The European Council nominates a candidate; the parliament is then supposed to confirm its choice with a vote. That has led the major parties in the parliament — always keen on expanding its power — to demand a final say. Which is exactly why leaders should defy them and nominate a candidate of their own.
Juncker, for one, dares leaders to ignore him. Asked about some countries’ reluctance to appoint a European Commission president who seems to believe the answer to every crisis in Europe is more Europe, the Christian Democrat said, “I don’t care. I’m not on my knees. I won the election.” This in spite of losing sixty seats.
The European People’s Party did get a 28 percent plurality of the vote but even in coalition with the liberals, the traditional kingmakers in the assembly, it lacks the support to get its candidate elected. The party will likely pursue a “grand coalition” with the Social Democrats — which could give Schulz another shot at the job.
Schultz himself argued that it is “much too early to discuss who will be the supporter of whom” and pointed out that without the Social Democrats, “no majority is possible.”
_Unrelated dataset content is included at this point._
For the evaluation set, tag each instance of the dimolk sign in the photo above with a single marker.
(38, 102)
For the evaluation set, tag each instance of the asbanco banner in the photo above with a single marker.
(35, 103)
But he is even more of a believer in the European project than Juncker. Governments in Britain, Finland and the Netherlands would rather not hand power to man who intends to take more power from them.
There are better candidates. Enrico Letta, the former Italian prime minister, is a centrist and a pragmatist. He is a proponent of the European Union but understands that the recent crises, and the mounting Euroskepticism they have produced, should at least give countries pause to wonder if deeper integration is still the best way to go.
Another Italian, Mario Draghi, is already head of the European Central Bank. Leaders might not want to give two of the top jobs to the same country. In which case the prime ministers of Denmark and Finland, Helle Thorning-Schmidt and Jyrki Katainen, are fine alternatives. The former is a social democrat, the latter a conservative. Both have been in office since 2011 and are hankering for another job.
As long as leaders nominate someone other than one of the Spitzenkandidaten, they would make clear that Europe is still primarily governed by them, and the national governments they represent, rather than a body only one in four Europeans bothered to vote for this weekend. Europe is not the union most parliamentarians in Brussels and Strasbourg would like it to be — nor should it be. It is a community of nations and should be led by someone who is elected by their national governments.